Nadya G. Gurskaya scite author profile

Green fluorescent protein (GFP) and GFP-like proteins represent invaluable genetically encoded fluorescent probes. In the last few years a new class of photoactivatable fluorescent proteins (PAFPs) capable of pronounced light-induced spectral changes have been developed. Except for tetrameric KFP1 (ref. 4), all known PAFPs, including PA-GFP, Kaede, EosFP, PS-CFP, Dronpa, PA-mRFP1 and KikGR require light in the UV-violet spectral region for activation through one-photon excitation--such light can be phototoxic to some biological systems. Here, we report a monomeric PAFP, Dendra, derived from octocoral Dendronephthya sp. and capable of 1,000- to 4,500-fold photoconversion from green to red fluorescent states in response to either visible blue or UV-violet light.
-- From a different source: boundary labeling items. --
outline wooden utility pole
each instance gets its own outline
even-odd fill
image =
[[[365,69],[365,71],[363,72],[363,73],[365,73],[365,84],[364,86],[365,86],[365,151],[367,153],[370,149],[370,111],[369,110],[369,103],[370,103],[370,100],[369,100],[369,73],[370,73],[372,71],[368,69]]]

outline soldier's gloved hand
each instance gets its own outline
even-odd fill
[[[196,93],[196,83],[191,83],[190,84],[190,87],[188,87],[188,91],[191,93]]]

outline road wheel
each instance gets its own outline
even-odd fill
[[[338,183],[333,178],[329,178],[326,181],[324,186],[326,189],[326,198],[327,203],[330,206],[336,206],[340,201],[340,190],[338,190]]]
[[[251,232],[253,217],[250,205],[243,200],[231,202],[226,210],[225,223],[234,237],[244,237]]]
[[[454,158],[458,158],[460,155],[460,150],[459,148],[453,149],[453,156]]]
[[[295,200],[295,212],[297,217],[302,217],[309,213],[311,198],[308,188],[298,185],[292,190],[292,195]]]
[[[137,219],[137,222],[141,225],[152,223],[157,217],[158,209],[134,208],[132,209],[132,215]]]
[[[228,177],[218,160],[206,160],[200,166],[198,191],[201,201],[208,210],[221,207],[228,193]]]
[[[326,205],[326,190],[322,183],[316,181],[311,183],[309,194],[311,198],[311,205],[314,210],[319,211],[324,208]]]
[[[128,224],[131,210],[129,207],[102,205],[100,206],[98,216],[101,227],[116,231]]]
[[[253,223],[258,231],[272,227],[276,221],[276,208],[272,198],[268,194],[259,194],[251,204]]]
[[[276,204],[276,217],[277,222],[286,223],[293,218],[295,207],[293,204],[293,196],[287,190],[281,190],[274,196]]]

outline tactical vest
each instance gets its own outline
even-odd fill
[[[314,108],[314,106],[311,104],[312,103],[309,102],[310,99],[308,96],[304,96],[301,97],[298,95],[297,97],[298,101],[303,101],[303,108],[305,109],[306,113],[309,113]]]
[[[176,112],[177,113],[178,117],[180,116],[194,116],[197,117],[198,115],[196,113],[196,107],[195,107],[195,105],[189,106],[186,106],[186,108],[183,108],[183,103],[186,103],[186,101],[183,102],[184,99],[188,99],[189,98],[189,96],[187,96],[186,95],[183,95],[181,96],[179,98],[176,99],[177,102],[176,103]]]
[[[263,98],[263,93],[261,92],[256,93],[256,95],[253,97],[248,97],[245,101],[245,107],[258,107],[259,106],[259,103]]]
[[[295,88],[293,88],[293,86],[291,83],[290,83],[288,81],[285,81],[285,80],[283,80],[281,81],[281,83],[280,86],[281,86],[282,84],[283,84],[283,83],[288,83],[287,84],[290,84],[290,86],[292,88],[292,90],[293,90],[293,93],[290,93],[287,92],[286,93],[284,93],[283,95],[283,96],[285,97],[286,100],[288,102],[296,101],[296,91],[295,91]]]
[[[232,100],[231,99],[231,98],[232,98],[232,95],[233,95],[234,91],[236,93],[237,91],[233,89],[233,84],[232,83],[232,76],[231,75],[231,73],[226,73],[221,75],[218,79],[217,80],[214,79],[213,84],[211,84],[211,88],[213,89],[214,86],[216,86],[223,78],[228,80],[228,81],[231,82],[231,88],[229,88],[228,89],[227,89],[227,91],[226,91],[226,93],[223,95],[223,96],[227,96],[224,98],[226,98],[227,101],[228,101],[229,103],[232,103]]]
Dendra represents the first PAFP, which is simultaneously monomeric, efficiently matures at 37 degrees C, demonstrates high photostability of the activated state, and can be photoactivated by a common, marginally phototoxic, 488-nm laser line. We demonstrate the suitability of Dendra for protein labeling and tracking to quantitatively study dynamics of fibrillarin and vimentin in mammalian cells.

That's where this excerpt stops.